Développement sur le terrain
Directeur scientifique d’ARVALIS, Philippe Gate brosse le tableau du développement du numérique en agriculture. Les agriculteurs plébiscitent les OAD – outils d’aide à la décision, combinant capteurs et bases de données, qu’il s’agisse de gérer la protection des cultures, les besoins en azote ou le bilan hydrique… Un dispositif comme Farmstar couvre aujourd’hui 800 000 ha en France.

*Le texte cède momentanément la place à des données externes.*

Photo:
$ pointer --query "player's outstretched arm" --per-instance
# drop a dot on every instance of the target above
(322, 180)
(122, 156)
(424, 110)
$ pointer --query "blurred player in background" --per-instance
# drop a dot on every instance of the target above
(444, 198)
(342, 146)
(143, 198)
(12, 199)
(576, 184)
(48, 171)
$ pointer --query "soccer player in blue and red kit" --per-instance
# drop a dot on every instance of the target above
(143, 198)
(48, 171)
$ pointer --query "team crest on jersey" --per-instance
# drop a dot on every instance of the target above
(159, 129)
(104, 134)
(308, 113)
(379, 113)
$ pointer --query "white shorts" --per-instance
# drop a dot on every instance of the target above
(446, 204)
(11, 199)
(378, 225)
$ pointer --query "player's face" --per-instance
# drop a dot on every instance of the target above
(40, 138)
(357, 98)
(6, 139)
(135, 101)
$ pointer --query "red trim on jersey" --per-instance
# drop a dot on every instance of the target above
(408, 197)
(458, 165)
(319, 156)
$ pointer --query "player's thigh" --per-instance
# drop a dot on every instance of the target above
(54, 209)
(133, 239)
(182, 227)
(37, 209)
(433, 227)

Le guidage RTK, les stations météo, les drones, les robots… sont devenus monnaie courante. A titre indicatif, le réseau Digifermes réunit à ce jour 40 partenaires. Le big data, via le deep learning (apprentissage profond), commence à être valorisé pour estimer les densités de population ou d’épis, et bientôt reconnaître les bio-agresseurs. Des plateformes d’échanges de données (API-Agro) ouvrent des moyens nouveaux de co-construction de services entre partenaires. A plus long terme, l’objectif est de proposer à l’agriculteur un tableau de bord numérique pour améliorer la multi-performance de son système de culture et favoriser la transition agro-écologique de son exploitation.
Conséquences en termes de conseil
Du côté des sélectionneurs, Laurent Barthez, en charge de l’agriculture numérique chez Limagrain, estime que le métier de semencier nécessite de maîtriser la génétique, le climat mais aussi le sol, ce qui est moins bien le cas. Les nouvelles technologies devaient permettre de délivrer une prescription sur mesure à la parcelle, par exemple une carte de densité de semis spécifique à chaque variété, ce qui sera proposé par Limagrain sur 5 000 ha de maïs en 2019.
Jean-Marie Séronie, consultant agro-économiste, analyse les conséquences des évolutions technologiques sur l’accompagnement des agriculteurs et l’évolution du conseil. Il constate sur le terrain « moins d’intrants et plus de connaissances ». Le numérique permet de se dégager des tâches rébarbatives et de fonctionner avec des alertes, l’agriculteur raisonne différemment et travaille avec des tableaux de bord. Avec le numérique, les firmes d’amont sont en contact direct avec les agriculteurs, les données sont « open ». Il s’en suit un chamboulement du modèle économique des organismes de conseil, d’autant plus avec la séparation de la vente et du conseil promulguée dans la loi EGAlim. Le conseil est aujourd’hui encore territorialisé ; demain, il faudra aller chercher des réponses ailleurs. Certains agriculteurs deviendront eux-mêmes consultants…
Les nouvelles technologies sont rentables sur l’exploitation
Claude Ménara est agriculteur avec son fils, dans le Lot-et-Garonne, sur une superficie de 450 ha irriguée en totalité. Ils produisent maïs doux, maïs pop-corn, maïs grain, blé de force, petits pois et haricots verts. Depuis 1983, Claude Ménara n’a cessé d’utiliser les nouvelles technologies sur son exploitation : photos aérienne en proche infra-rouge, autoguidage de précision, cartographies de résistivité du sol, de rendement, etc. Il aime parler d’agriculture mesurée et non pas raisonnée, et de ses salariés « technologues ». Pour lui, il s’agit de produire plus, mieux et avec moins, grâce à l’autoguidage des semis, à la modulation de l’épandage d’azote, au pilotage de l’irrigation, etc. Claude Ménara a fait son calcul : l’ensemble des investissements liés aux nouvelles technologies s’est élevé à 160 000 € ; l’économie réalisée se chiffre à 53 000 € par an. D’où un retour sur investissement de 3 ans.